Porém, prefiro tangenciar aquela lista para lembrar que, se a atopia causa dor, ela também pressiona para que o dissidente do sistema sexo/gênero busque pela materialização de sua própria diferença. Por isso, trouxe Laurence Dillon e Edmundo de Oliveira como rápidas referências de vidas atópicas: pessoas que se sentiram hostilizadas por não se verem pertencendo ao sistema sexo/gênero designado para si e tomaram em suas mãos os meios para tornar suas vidas mais vivíveis. São dois casos distantes no espaço e em termos de condições socioeconômicas, mas próximos no tempo e nos sentimentos/emoções que lhes perpassam. Casos isolados ou excepcionais? Não.

Há 30 anos, constituo um acervo de memória da cultura LGBTQIA+ belo-horizontina e suas reverberações na cultura brasileira daquele segmento. Há 18 anos, vou semanalmente à Hemeroteca Histórica da Biblioteca Pública Luiz de Bessa, bem como faço consultas regulares na Hemeroteca Digital da Biblioteca Nacional. Até onde pude verificar, a imprensa brasileira do decênio de 1930 noticiou 74 casos de transgeneridade: 31 no Brasil e 43 no exterior. Entre os brasileiros, 11 foram descritos em Belo Horizonte. Vários foram veiculados após o seguinte circuito: pessoas eram denunciadas à polícia por alguém que desconfiava de alguma ‘anormalidade’ de conduta, comportamento, atitude ou aparência. Isso acarretava a detenção do/a envolvido/a, investigação sobre sua vida, acompanhamento por algum profissional médico-psiquiátrico e tentativa insistente de ‘recuperação’ do/a denunciado/a. Em geral, a informação chegava à imprensa por meio de um agente policial.

Essa breve visão denota que um número relativamente consistente de pessoas preferia afrontar um conjunto de normas sociossexuais e de gênero a fim de performar sua identidade de gênero e se desvincular dos desprazeres causados pela atopia. Isto é, conscientes da resistência da cultura do seu tempo, aqueles/as dissidentes optavam pelo enfrentamento e o direito de ser. Em decorrência disso, é possível depreender a existência de pessoas nessas condições em médios e pequenos centros urbanos. Isso permite também imaginar o grau da repercussão dos casos noticiados pela imprensa e a reação de recolhimento, intimidação e medo por parte daquele/as que pudessem desistir de enfrentar o contexto atópico, hostil.

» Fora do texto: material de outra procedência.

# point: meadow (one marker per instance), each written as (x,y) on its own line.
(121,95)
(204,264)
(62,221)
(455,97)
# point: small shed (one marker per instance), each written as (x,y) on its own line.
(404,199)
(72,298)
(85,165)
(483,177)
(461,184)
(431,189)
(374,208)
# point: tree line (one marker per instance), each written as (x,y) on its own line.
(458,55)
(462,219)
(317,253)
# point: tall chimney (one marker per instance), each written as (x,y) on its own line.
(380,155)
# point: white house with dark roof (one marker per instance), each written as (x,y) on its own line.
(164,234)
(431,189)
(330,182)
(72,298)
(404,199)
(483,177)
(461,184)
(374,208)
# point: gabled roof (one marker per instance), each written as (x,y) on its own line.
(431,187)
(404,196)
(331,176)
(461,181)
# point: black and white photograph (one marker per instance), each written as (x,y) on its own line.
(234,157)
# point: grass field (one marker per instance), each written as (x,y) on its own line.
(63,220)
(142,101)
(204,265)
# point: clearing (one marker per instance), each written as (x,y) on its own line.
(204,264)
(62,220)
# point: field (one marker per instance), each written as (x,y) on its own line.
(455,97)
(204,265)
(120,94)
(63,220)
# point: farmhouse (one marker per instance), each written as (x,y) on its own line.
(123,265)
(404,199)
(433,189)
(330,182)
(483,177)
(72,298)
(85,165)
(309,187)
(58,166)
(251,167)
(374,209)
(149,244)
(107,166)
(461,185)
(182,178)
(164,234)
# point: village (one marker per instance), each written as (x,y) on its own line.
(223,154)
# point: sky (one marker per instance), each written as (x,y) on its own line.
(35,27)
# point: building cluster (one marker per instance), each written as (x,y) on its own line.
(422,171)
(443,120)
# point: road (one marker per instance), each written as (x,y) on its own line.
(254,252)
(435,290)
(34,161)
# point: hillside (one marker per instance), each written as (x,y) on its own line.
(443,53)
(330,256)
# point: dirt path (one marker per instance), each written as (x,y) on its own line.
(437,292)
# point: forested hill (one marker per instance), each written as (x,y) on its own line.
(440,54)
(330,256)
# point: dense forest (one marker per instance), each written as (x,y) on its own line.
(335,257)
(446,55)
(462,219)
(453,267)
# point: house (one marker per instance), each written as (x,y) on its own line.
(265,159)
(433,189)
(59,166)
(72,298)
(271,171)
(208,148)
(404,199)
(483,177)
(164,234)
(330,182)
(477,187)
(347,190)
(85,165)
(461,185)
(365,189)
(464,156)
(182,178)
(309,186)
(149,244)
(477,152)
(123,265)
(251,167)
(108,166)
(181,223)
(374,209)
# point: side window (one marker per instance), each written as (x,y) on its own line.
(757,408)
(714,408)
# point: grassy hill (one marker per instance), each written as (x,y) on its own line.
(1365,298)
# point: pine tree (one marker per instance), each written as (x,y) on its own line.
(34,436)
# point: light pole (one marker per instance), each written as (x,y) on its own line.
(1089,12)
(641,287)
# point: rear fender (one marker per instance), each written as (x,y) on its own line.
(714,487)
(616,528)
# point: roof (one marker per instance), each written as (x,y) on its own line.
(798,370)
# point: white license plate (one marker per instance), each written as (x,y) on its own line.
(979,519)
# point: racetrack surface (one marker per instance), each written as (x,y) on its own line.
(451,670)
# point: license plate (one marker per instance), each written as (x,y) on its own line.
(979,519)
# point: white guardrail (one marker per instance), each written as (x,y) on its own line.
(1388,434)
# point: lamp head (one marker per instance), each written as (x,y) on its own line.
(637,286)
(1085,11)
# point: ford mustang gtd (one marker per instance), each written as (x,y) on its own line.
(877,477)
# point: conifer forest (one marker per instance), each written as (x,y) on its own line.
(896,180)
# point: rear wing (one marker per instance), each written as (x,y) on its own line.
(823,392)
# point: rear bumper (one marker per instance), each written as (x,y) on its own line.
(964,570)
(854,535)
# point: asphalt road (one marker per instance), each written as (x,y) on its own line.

No caso de Edmundo de Oliveira (com homofonia tão simbólica no nome: é do mundo), é possível perscrutar a opção pela imersão na vida cotidiana após se expor na imprensa em 1952. Ele escolhe palmilhar seu processo de forma mais segura, sondando com atenção o território por onde circula, as relações de sociabilidade que constrói, a rede de apoio que trança, a vida social que vai enredando. Ao longo de 29 anos, ele permaneceu na mesma cidade, sendo visto por um grupo de pessoas muito próximas que testemunhou seu processo continuamente, plasmando-se à vida comum, dando forma a seu projeto de vida: ser homem e pobre, viver de seu trabalho.

Sensibilizar-se com essas histórias inscritas em atopias – daqueles/as que se sentem marginalizados/as por performarem um modo de existência que escapa ao centro, que não quer se fazer centro, que quer ser visto na borda e da borda se fazer respeitado – nos faz mais previdentes a resistir a futuras distopias. Nesse sentido, recuperar nossas memórias se torna uma maneira de lastrear certa tradição de dissidentes que nos preexistiram (e que desconhecíamos). Isso dá certo alento e não nos deixa sentir sozinhos/as. Essas vidas dissidentes – e admiráveis pelas suas existências e resistências – ainda nos demonstram que as identidades de gênero e de sexo transcendem a individualidade e operam efeitos de sentido social. Dados atuais indicam que tais efeitos se revelam, sobretudo, nos crimes de LGBTfobia cometidos em elevados índices por aqueles/as que não aceitam o diferente. Nosso esforço constante deverá ser por buscar efeitos de sentido social que preservem vidas. Laurence e Edmundo nos mostram isso. E isso não deve ser visto como uma utopia.

Luiz Morando é Doutor em Literatura Comparada (UFMG). Pesquisador independente e autônomo sobre memória LGBTQIA+ de Belo Horizonte (MG). Autor de Paraíso das Maravilhas: uma história do Crime do Parque (2008) e Enverga, mas não quebra: Cintura Fina em Belo Horizonte (2020), além de artigos em livros e periódicos acadêmicos.